Fristen und Formales:

  • Maßnahmen dürfen erst nach Vorliegen des Bescheids beginnen; sonst besteht die Gefahr des Ausschlusses der Sonderabschreibung.
  • Ein Investitionsabzugsbetrag ist vor Durchführung der Investition zu berücksichtigen.
  • Legen Sie bei Betriebsprüfungen ergänzende Unterlagen fristgerecht vor.

Typische Fehler und Gegenmaßnahmen:

  • Fehler: Baubeginn ohne Bescheid → Folge: AfA-Ausschluss. Maßnahme: Bescheid vor Baubeginn einholen.
  • Fehler: Unzureichende Rechnungsspalter → Folge: Kürzung. Maßnahme: Lohn- und Materialanteile separat fordern; gegebenenfalls Sachverständigengutachten zur Aufteilung einholen.
  • Fehler: Ungenügende Flächendokumentation → Folge: Schätzung durch das Finanzamt. Maßnahme: Vermessungs- oder Nutzungsprotokoll anfertigen.
  • Fehler: Falsche Kontierung von Erhaltungsaufwand als Herstellungsaufwand → Folge: falsche Abschreibung. Maßnahme: Klare Buchungsrichtlinien und Abstimmung mit dem Steuerberater.
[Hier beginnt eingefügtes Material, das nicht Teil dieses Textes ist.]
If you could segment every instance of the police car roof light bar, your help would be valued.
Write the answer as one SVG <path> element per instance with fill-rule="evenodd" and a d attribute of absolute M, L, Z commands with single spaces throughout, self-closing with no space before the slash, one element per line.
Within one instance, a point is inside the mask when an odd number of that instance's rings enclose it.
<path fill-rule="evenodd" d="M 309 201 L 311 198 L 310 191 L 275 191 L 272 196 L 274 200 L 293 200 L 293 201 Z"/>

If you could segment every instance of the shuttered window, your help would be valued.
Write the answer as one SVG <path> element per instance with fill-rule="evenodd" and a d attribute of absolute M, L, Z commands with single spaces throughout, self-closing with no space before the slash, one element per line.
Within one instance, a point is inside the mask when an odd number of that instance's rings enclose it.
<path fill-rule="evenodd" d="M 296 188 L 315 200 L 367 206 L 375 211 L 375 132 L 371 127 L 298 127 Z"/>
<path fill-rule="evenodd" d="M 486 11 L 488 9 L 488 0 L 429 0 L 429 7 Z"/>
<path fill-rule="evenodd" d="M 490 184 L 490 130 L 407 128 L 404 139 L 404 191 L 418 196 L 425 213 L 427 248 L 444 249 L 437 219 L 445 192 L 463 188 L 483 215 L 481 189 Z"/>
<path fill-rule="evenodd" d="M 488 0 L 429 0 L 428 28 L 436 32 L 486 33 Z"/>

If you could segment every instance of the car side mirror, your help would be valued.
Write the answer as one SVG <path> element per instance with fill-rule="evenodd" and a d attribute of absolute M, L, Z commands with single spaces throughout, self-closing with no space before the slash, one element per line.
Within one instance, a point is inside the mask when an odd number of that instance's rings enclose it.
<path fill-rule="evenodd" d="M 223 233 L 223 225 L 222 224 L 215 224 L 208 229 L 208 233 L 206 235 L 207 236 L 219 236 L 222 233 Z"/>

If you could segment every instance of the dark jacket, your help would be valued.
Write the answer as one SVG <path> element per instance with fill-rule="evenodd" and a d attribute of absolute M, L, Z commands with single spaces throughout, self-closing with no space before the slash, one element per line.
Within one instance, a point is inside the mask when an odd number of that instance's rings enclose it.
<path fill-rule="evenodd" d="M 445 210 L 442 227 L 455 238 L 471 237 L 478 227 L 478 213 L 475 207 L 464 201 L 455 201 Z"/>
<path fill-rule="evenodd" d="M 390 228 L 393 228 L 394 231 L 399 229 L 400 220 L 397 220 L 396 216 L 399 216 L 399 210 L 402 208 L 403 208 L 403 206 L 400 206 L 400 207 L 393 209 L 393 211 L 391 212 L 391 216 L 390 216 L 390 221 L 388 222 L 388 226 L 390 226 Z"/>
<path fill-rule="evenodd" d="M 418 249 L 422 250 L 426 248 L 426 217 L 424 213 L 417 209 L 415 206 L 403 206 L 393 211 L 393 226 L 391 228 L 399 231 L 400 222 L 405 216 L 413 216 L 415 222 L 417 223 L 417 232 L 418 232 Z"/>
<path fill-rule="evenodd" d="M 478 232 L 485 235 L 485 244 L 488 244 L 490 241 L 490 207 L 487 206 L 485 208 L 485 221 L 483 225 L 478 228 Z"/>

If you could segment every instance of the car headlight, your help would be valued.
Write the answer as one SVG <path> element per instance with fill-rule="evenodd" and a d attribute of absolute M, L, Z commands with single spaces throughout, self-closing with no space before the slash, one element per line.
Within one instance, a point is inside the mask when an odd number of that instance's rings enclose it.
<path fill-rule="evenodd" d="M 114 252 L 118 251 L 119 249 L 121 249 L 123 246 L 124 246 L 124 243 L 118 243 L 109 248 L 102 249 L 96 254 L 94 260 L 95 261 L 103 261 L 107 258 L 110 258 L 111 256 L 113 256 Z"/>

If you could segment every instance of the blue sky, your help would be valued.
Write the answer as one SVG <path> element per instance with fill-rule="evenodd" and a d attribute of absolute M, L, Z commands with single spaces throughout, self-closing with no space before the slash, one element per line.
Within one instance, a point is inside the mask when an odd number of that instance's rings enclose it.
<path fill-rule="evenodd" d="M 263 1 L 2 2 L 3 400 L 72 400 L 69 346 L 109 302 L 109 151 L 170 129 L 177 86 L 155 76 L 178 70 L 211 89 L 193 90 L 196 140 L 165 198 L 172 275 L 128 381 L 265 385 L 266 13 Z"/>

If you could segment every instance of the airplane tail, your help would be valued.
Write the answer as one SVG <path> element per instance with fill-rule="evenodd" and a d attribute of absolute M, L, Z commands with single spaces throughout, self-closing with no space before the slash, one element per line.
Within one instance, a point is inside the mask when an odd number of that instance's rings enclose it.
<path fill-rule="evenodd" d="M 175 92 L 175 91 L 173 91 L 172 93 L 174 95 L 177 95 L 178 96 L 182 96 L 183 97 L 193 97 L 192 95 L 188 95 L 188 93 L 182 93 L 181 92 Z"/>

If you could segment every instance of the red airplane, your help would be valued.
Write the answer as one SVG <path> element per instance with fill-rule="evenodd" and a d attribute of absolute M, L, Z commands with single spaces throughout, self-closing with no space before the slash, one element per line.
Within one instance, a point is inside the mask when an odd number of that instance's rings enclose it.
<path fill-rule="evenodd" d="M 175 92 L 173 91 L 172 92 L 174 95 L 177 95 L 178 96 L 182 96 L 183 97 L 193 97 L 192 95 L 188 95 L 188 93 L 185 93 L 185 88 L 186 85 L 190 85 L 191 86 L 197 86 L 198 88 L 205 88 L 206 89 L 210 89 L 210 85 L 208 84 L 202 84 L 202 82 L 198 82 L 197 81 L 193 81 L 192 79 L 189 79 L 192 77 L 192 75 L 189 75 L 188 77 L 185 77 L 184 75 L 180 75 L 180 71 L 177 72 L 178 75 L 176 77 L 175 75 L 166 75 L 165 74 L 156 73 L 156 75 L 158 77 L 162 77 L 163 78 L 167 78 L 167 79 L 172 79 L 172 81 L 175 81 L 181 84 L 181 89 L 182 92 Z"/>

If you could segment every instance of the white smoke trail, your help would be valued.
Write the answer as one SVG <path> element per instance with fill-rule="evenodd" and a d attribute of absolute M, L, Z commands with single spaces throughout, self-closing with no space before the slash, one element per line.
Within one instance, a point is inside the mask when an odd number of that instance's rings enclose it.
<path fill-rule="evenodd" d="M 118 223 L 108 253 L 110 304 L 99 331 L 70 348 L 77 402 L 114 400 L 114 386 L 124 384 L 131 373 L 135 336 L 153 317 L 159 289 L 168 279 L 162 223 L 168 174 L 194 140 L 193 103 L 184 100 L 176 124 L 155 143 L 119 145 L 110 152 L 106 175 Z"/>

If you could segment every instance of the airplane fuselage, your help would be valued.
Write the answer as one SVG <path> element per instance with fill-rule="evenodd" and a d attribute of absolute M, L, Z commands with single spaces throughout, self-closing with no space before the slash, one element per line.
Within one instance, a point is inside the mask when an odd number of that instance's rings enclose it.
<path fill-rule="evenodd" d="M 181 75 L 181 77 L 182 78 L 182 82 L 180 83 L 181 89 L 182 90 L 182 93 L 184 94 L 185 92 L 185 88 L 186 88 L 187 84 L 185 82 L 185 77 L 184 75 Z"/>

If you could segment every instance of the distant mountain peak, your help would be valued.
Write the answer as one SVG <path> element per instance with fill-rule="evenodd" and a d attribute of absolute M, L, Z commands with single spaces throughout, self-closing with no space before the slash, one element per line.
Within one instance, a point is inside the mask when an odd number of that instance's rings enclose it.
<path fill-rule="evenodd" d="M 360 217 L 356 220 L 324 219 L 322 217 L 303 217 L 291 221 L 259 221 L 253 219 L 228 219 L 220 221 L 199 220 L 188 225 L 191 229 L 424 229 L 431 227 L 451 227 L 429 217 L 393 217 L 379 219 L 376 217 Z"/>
Konkrete Handlungsschritte: Vor Sanierung Denkmalschutzbescheid prüfen. Erstellen Sie ein detailliertes Kosten- und Leistungsverzeichnis. Holen Sie Rechnungen mit getrennten Lohn- und Materialangaben ein. Dokumentieren Sie Flächen- und Nutzungsanteile. Legen Sie die AfA-Dauer (9 oder 12) fest und heften Sie die Nachweise gemäß § 11a EStG in die Steuerakte. Bei Unsicherheit sollten Sie eine steuerliche Vorabklärung einholen.

Hinweis: Die genannten Paragrafen: § 7i EStG, § 7h EStG und § 11a EStG sind bei Anträgen und Prüfungen verbindlich zu benennen und die dort geforderten Nachweise strikt zu erfüllen.